L'esclavage aboli, Angers l'a presque ignoré
En 1906, l'esclavage est aboli, mais les mentalités n'ont pas vraiment changé. À Angers, on a reconstruit un village africain lors d'une foire-exposition, où l'on venait voir les noirs un peu comme une curiosité. : Archives départementales
Il y a 160 ans la France abolissait l'esclavage. Comment cela a-t-il été vécu à Angers ? Un lien existait-il entre la ville et la traite des noirs ? Éléments de réponse.
Aujourd'hui, Angers, comme le reste de la France, commémore l'abolition de l'esclavage. Un collectif ravive cette mémoire dans le quartier des Justices aujourd'hui.
Mais comment les Angevins ont-ils appris la nouvelle, lorsque le 27 avril 1848, Victor Schoelcher, nommé sous-secrétaire d'État aux colonies dans le gouvernement provisoire, fait adopter ce décret ?
Eh bien, à Angers, cet événement historique passe quasiment inaperçu. « Les journaux locaux de l'époque (1) n'en parlent quasiment pas », relève l'historien Geoffrey Ratouis. Étonnant ? Pas tant que ça. Cette absence est aussi révélatrice.
« On raconte surtout les élections à venir. Nous sommes dans un contexte révolutionnaire, où tout se réorganise. Et la seconde République fait peur : on commence à parler d'impôt progressif, il y a aussi les communistes, qu'on appelle les « partageux »... L'esclavage semble loin des préoccupations », poursuit-il.
Deux abolitionnistes angevins
D'autant qu'Angers n'est pas Nantes. La traite négrière, qui s'est terminée en 1815, n'a pas marqué la ville. « L'économie angevine n'a pas eu beaucoup de liens avec ce commerce. Même s'il y avait des familles qui devaient bien posséder des actions dans le commerce triangulaire. »

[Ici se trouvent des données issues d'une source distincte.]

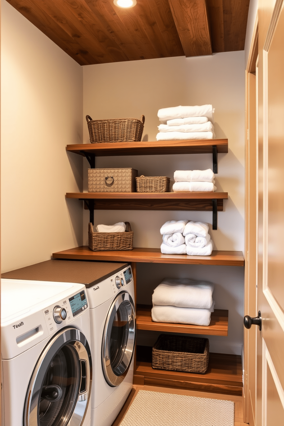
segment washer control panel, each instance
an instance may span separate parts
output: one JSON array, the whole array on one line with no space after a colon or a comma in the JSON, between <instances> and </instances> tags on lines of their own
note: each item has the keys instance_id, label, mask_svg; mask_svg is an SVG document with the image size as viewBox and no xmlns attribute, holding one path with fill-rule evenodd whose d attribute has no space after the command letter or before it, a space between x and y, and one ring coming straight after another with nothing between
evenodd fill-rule
<instances>
[{"instance_id":1,"label":"washer control panel","mask_svg":"<svg viewBox=\"0 0 284 426\"><path fill-rule=\"evenodd\" d=\"M88 307L86 292L82 290L58 302L56 305L52 305L43 309L43 312L49 334L67 325Z\"/></svg>"}]
</instances>

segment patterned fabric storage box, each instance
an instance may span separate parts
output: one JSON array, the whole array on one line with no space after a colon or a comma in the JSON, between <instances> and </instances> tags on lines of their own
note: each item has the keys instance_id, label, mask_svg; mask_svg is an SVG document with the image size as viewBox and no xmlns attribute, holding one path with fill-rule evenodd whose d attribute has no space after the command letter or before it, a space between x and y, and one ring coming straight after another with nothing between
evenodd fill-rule
<instances>
[{"instance_id":1,"label":"patterned fabric storage box","mask_svg":"<svg viewBox=\"0 0 284 426\"><path fill-rule=\"evenodd\" d=\"M135 192L135 169L88 169L89 192Z\"/></svg>"}]
</instances>

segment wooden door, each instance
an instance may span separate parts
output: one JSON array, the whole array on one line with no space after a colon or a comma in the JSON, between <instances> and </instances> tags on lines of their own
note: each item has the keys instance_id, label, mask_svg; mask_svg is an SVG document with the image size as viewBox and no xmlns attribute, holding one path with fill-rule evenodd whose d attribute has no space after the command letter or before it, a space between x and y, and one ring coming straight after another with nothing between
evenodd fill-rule
<instances>
[{"instance_id":1,"label":"wooden door","mask_svg":"<svg viewBox=\"0 0 284 426\"><path fill-rule=\"evenodd\" d=\"M274 426L284 425L284 0L259 2L258 79L255 423Z\"/></svg>"}]
</instances>

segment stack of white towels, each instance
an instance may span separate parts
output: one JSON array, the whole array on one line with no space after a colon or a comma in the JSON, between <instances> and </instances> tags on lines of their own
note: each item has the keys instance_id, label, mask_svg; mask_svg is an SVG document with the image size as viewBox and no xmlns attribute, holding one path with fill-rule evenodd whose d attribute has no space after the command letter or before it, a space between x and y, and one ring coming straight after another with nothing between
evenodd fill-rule
<instances>
[{"instance_id":1,"label":"stack of white towels","mask_svg":"<svg viewBox=\"0 0 284 426\"><path fill-rule=\"evenodd\" d=\"M168 221L160 230L163 236L161 252L165 254L209 256L213 245L209 230L208 225L203 222Z\"/></svg>"},{"instance_id":2,"label":"stack of white towels","mask_svg":"<svg viewBox=\"0 0 284 426\"><path fill-rule=\"evenodd\" d=\"M165 278L154 291L152 320L209 325L215 304L213 290L214 285L207 281Z\"/></svg>"},{"instance_id":3,"label":"stack of white towels","mask_svg":"<svg viewBox=\"0 0 284 426\"><path fill-rule=\"evenodd\" d=\"M173 106L159 109L157 141L214 139L214 108L212 105Z\"/></svg>"},{"instance_id":4,"label":"stack of white towels","mask_svg":"<svg viewBox=\"0 0 284 426\"><path fill-rule=\"evenodd\" d=\"M176 170L174 173L174 192L214 192L215 175L207 170Z\"/></svg>"},{"instance_id":5,"label":"stack of white towels","mask_svg":"<svg viewBox=\"0 0 284 426\"><path fill-rule=\"evenodd\" d=\"M118 222L114 225L98 225L96 227L97 232L125 232L126 229L124 222Z\"/></svg>"}]
</instances>

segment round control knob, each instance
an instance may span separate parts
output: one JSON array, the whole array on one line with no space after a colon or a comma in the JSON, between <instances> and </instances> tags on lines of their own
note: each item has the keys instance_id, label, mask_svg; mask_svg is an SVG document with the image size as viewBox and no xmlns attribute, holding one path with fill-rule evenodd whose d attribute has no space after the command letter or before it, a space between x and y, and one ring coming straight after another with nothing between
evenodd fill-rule
<instances>
[{"instance_id":1,"label":"round control knob","mask_svg":"<svg viewBox=\"0 0 284 426\"><path fill-rule=\"evenodd\" d=\"M118 288L120 288L122 286L124 285L124 282L123 278L120 278L120 276L117 275L115 277L115 285Z\"/></svg>"},{"instance_id":2,"label":"round control knob","mask_svg":"<svg viewBox=\"0 0 284 426\"><path fill-rule=\"evenodd\" d=\"M53 318L55 322L60 324L63 321L66 319L67 312L66 309L61 306L55 306L53 309Z\"/></svg>"}]
</instances>

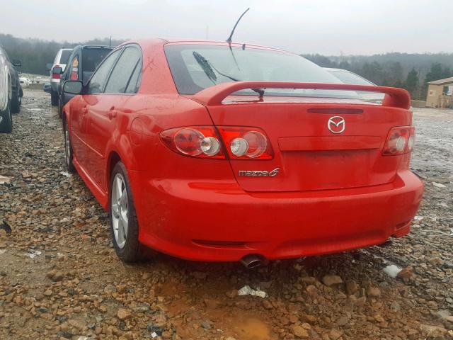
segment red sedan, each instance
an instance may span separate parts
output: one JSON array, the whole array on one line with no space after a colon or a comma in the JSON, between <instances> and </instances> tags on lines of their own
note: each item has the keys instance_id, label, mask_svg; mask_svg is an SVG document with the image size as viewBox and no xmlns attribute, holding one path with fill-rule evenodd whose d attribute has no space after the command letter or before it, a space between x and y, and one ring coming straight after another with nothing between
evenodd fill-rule
<instances>
[{"instance_id":1,"label":"red sedan","mask_svg":"<svg viewBox=\"0 0 453 340\"><path fill-rule=\"evenodd\" d=\"M64 89L79 94L64 108L68 168L110 212L123 261L149 247L253 266L369 246L408 234L422 198L408 93L292 53L132 41Z\"/></svg>"}]
</instances>

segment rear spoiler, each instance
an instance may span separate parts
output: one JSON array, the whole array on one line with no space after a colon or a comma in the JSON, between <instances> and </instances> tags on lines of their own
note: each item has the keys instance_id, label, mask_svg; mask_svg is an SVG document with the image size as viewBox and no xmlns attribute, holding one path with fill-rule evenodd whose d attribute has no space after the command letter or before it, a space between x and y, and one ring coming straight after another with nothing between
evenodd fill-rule
<instances>
[{"instance_id":1,"label":"rear spoiler","mask_svg":"<svg viewBox=\"0 0 453 340\"><path fill-rule=\"evenodd\" d=\"M196 93L191 96L191 98L208 106L221 105L223 100L229 95L236 91L248 89L303 89L378 92L385 94L382 106L391 106L405 109L408 109L411 107L409 93L403 89L372 85L330 83L294 83L287 81L235 81L222 83Z\"/></svg>"}]
</instances>

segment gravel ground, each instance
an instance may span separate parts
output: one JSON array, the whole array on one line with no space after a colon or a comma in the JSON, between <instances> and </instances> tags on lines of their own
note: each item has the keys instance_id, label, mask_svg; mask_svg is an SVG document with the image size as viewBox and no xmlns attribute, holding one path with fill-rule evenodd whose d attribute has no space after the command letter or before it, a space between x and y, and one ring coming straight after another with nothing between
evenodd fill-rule
<instances>
[{"instance_id":1,"label":"gravel ground","mask_svg":"<svg viewBox=\"0 0 453 340\"><path fill-rule=\"evenodd\" d=\"M107 214L65 172L50 101L25 91L13 133L0 135L1 339L453 339L453 110L414 113L426 191L410 235L247 271L117 259ZM268 296L238 296L246 285Z\"/></svg>"}]
</instances>

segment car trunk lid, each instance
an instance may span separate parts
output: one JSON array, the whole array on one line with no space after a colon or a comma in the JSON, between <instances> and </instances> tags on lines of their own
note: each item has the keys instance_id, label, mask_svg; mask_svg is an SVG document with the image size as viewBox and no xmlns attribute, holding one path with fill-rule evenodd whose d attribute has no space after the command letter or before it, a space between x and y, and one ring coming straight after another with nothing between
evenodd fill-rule
<instances>
[{"instance_id":1,"label":"car trunk lid","mask_svg":"<svg viewBox=\"0 0 453 340\"><path fill-rule=\"evenodd\" d=\"M233 83L236 86L229 94L237 91L238 84ZM258 85L251 86L270 86ZM350 88L345 89L354 89ZM394 94L394 90L390 93ZM403 92L396 91L384 106L357 100L265 95L256 100L229 93L210 101L217 94L204 101L200 96L193 98L207 105L215 125L259 128L273 147L274 157L270 160L229 160L238 183L246 191L299 191L384 184L394 180L402 162L399 157L382 156L382 149L392 127L411 124L407 103L395 98L403 97ZM275 169L273 174L277 175L265 176Z\"/></svg>"}]
</instances>

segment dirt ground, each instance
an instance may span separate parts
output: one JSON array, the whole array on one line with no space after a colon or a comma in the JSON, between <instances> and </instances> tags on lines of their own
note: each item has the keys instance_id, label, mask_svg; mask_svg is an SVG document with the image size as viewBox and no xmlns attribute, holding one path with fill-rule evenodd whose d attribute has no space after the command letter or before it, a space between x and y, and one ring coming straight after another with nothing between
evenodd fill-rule
<instances>
[{"instance_id":1,"label":"dirt ground","mask_svg":"<svg viewBox=\"0 0 453 340\"><path fill-rule=\"evenodd\" d=\"M453 110L415 109L425 193L408 236L248 271L120 261L107 214L65 172L50 102L25 91L0 135L0 339L453 339ZM238 296L246 285L268 297Z\"/></svg>"}]
</instances>

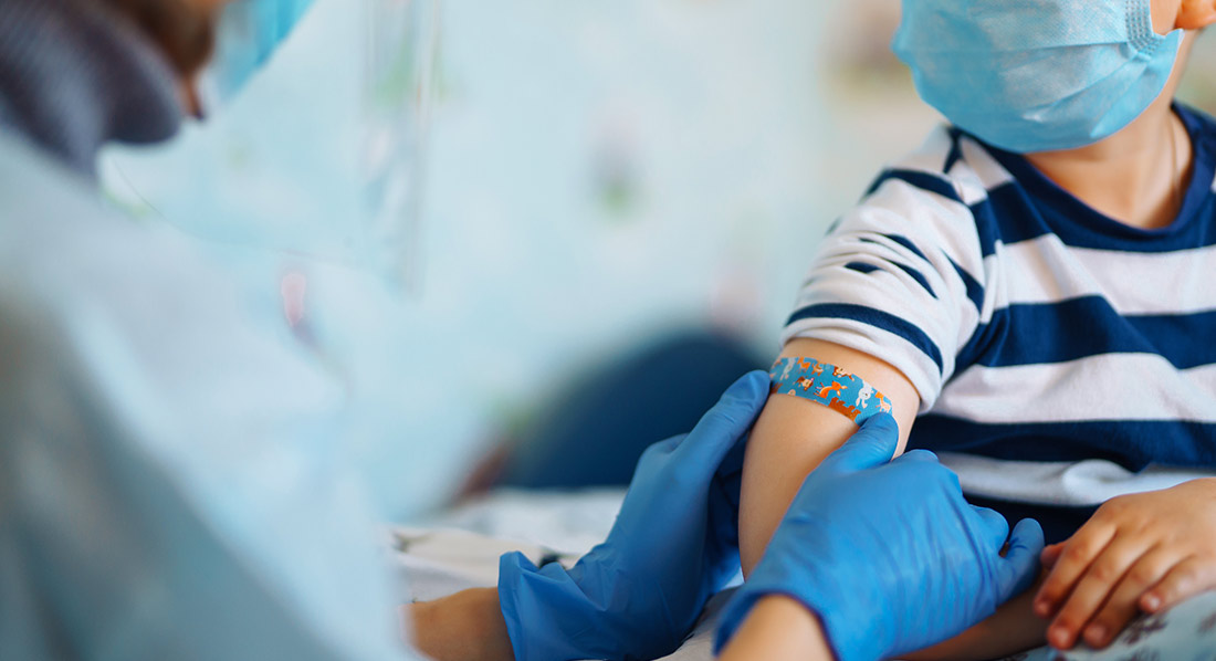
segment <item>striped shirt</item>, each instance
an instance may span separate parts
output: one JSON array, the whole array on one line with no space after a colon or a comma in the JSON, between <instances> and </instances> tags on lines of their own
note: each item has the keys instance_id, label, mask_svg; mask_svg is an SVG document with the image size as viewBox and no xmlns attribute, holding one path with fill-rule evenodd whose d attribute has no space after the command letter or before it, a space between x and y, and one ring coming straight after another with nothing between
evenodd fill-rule
<instances>
[{"instance_id":1,"label":"striped shirt","mask_svg":"<svg viewBox=\"0 0 1216 661\"><path fill-rule=\"evenodd\" d=\"M1194 170L1160 230L935 130L833 224L783 343L896 367L921 396L910 447L1053 538L1110 496L1216 474L1216 123L1176 111Z\"/></svg>"}]
</instances>

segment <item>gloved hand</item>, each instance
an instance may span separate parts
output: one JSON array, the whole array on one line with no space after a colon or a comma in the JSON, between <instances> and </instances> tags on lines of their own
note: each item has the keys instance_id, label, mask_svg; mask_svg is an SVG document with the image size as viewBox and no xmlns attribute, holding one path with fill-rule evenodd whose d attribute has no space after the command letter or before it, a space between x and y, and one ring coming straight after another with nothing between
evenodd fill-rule
<instances>
[{"instance_id":1,"label":"gloved hand","mask_svg":"<svg viewBox=\"0 0 1216 661\"><path fill-rule=\"evenodd\" d=\"M888 463L899 429L877 416L806 479L755 571L726 606L716 648L755 603L792 597L818 615L841 661L899 655L951 638L1026 589L1043 531L1009 526L963 499L928 451Z\"/></svg>"},{"instance_id":2,"label":"gloved hand","mask_svg":"<svg viewBox=\"0 0 1216 661\"><path fill-rule=\"evenodd\" d=\"M608 539L569 571L519 553L499 564L499 601L519 661L655 659L739 571L738 470L769 375L734 382L686 436L642 454Z\"/></svg>"}]
</instances>

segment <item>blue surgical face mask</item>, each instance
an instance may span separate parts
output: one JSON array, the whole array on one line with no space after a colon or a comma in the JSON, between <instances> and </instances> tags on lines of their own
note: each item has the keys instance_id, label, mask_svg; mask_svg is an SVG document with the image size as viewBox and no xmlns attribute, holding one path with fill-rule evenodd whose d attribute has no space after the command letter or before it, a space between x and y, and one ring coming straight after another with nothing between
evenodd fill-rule
<instances>
[{"instance_id":1,"label":"blue surgical face mask","mask_svg":"<svg viewBox=\"0 0 1216 661\"><path fill-rule=\"evenodd\" d=\"M1182 35L1153 30L1150 0L903 0L894 50L956 126L1030 153L1131 124L1165 89Z\"/></svg>"},{"instance_id":2,"label":"blue surgical face mask","mask_svg":"<svg viewBox=\"0 0 1216 661\"><path fill-rule=\"evenodd\" d=\"M207 112L244 87L311 5L313 0L235 0L224 7L215 55L203 75Z\"/></svg>"}]
</instances>

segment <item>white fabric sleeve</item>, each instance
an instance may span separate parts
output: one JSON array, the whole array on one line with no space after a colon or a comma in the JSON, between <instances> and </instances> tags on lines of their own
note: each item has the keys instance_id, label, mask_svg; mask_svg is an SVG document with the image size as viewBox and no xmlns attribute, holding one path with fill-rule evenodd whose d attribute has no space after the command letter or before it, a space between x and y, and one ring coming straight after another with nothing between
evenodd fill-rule
<instances>
[{"instance_id":1,"label":"white fabric sleeve","mask_svg":"<svg viewBox=\"0 0 1216 661\"><path fill-rule=\"evenodd\" d=\"M984 306L970 209L942 175L888 171L814 259L782 333L832 341L899 369L933 407Z\"/></svg>"}]
</instances>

En revanche, à Cholet où l'industrie de la toile se nourrit du commerce du coton, ce décret fait peur. « Car le coton risque de coûter plus cher. Et l'on craint la concurrence. »
Les premiers entrefilets dans les colonnes des journaux locaux apparaissent après les élections. « Ils se veulent rassurants, en expliquant que les esclaves seront libérés après les récoltes. »
Toutefois, deux Angevins ont été de fervents abolitionnistes : le sculpteur David d'Angers, ami de Victor Hugo ; et le commissaire de la République, Grégoire Bordillon, l'équivalent du préfet. Mais il faudra du temps pour voir évoluer les mentalités, d'autant que la colonisation va battre son plein.
Exemple en 1906. À l'exposition d'Angers (une sorte de foire), un village noir est « reconstitué », un peu comme dans la réalité, un peu comme on les fantasmait. « On y met des Africains en costume. Et les Angevins s'y déplacent pour les regarder. Comme au zoo. »
Marie TOUMIT.
(1) Le Précurseur de l'Ouest (journal républicain), le Journal de Maine-et-Loire (plutôt antirépublicain) et L'Union de l'Ouest (fondé par le comte de Falloux).
Aux archives départementales, certaines pages des journaux concernant l'abolition de l'esclavage ont été déchirées. « Probablement au début des années 1850, lorsque certains, qui s'étaient prononcés en faveur de l'abolition, ont changé de position au gré des changements politiques »,souligne Geoffrey Ratouis.